Based on this, and in possession of a recently published list of NEGs derived from mouse brain tissue¹⁴, we initially identified two gene sets named NEGs and ACEGs for downstream analysis and validation. Not surprisingly, we found that NEGs are enriched in neuronal components and synaptic functions (terms previously reported to be important for mammalian neuron viability⁴³), while ACEGs are especially enriched in cell proliferation and general biological processes. These results may help expand the definition of “essential genes” to those genes required not only for survival, but also for the maintenance of cellular functions.

Case-control transcriptome data are widely used tools to detect differentially expressed genes between patients and healthy controls. By applying our lists of essential genes, we found that NEGs are more likely to be differentially expressed in AD, ASD, HD, ALS, and SCZ by comparing the p values of DE calculated by DESeq2²⁷ of all genes in the different datasets. This may be a result of relatively low expression levels of ACEGs in adult brain tissues. We also used WGCNA³⁴ to investigate if the two gene sets belong to distinct co-expression gene networks during brain development using the BrainSpan³⁵ transcriptome data. We identified 22 modules in total, three of which were significantly enriched in ACEGs. The eigengene expressions for these ACE-related modules were found to be very high during the early stage of brain development but dropped immediately after birth, indicating that ACEGs have important roles exclusively in the early development. This was confirmed by the CSEA tool³⁷. This might be partly because of the common features between neural stem cells and glioma stem cells, which is a component of glioblastomas⁴⁴. On the contrary, the modules enriched in NEGs were found to maintain relatively high expression levels after birth, indicating their important roles in adult neuronal functions.
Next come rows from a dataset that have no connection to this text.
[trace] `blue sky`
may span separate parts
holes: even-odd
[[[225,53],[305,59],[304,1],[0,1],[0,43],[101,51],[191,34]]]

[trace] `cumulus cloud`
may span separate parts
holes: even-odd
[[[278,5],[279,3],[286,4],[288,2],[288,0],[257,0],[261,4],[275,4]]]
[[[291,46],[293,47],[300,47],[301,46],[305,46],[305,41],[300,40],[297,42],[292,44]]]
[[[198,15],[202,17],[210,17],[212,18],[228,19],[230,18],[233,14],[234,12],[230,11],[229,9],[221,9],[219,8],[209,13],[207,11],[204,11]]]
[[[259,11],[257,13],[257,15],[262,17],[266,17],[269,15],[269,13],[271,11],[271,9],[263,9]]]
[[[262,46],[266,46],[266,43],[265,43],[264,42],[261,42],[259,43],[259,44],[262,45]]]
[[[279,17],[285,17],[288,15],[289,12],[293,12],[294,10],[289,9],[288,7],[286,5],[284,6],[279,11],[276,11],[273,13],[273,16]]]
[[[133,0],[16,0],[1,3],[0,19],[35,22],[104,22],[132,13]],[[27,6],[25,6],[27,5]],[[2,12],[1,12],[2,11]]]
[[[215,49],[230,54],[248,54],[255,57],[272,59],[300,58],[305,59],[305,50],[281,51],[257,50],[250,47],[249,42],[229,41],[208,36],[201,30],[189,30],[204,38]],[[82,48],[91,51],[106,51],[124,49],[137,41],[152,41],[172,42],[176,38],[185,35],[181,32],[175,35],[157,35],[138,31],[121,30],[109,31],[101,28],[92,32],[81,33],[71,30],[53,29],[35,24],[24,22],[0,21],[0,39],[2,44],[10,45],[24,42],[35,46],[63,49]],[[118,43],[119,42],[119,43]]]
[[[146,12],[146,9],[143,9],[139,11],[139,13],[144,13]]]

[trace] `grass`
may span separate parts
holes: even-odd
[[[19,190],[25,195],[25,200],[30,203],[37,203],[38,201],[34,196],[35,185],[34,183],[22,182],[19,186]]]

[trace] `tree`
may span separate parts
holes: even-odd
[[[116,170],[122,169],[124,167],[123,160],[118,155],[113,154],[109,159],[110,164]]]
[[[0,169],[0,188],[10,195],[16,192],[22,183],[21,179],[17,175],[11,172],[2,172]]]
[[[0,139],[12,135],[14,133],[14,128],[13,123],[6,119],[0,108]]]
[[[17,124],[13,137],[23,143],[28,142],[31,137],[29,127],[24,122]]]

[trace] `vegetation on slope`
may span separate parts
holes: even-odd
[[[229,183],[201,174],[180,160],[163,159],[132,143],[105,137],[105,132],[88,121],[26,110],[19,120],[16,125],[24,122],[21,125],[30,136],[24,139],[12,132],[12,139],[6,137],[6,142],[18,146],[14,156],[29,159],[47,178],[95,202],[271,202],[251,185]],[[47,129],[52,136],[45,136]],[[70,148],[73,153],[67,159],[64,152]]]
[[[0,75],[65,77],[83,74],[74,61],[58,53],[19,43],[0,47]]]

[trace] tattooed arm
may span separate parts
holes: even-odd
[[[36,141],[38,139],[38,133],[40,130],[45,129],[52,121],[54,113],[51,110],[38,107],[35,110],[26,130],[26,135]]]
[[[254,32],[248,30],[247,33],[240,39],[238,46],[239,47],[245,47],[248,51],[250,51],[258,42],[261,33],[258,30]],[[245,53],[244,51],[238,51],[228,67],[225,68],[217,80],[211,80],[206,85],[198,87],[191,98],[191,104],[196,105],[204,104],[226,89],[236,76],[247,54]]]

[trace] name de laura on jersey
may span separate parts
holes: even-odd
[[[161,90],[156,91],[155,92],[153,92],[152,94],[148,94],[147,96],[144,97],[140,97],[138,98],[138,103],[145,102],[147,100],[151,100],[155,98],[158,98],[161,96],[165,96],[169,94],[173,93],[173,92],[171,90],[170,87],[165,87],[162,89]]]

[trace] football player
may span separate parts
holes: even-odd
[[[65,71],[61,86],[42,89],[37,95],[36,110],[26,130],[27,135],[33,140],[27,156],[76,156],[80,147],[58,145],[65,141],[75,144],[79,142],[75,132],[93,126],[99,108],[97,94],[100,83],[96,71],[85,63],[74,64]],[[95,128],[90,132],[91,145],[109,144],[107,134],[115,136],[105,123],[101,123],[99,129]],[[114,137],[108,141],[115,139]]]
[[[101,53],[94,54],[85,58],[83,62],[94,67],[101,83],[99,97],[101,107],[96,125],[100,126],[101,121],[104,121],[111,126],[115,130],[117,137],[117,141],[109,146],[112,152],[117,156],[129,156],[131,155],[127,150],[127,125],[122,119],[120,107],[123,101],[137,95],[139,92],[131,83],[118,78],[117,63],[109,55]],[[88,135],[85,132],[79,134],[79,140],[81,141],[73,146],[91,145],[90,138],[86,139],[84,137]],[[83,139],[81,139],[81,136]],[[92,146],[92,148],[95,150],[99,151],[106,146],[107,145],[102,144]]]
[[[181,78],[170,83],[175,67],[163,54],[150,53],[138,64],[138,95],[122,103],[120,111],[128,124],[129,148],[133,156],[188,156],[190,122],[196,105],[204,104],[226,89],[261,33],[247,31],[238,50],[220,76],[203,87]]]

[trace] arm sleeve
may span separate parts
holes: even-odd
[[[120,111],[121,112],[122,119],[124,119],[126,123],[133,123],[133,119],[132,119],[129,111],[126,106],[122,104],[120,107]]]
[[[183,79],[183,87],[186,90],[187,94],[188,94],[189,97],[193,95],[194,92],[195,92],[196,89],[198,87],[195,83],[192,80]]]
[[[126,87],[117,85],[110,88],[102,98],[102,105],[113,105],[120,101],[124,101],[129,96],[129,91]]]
Genetic data like common variants measured by GWAS⁴⁵, rare variants, and de novo mutations⁴⁶ can identify risk genes for complex multifactorial diseases. We found that both NEGs and ACEGs significantly overlap with the NDD and psychiatric disorders risk genes⁴⁷, such as ASD, ID, EPI, cerebral palsy (CP), and SCZ, while only NEGs are enriched in neurodegenerative disorders (PD and ALS) in de novo mutations. This is consistent with their high expression level in post-development adult brains. Of note, the correlations of disease risk and expression during development were consistent with those reported by Li et al.⁴⁸, which showed that ASD and SCZ risk genes are highly expressed in fetal and infant stages (consistent with our findings that both NEGs and ACEGs are enriched in these two disease risk genes), while PD risk genes are highly expressed in adult (consistent with only NEGs being enriched in PD).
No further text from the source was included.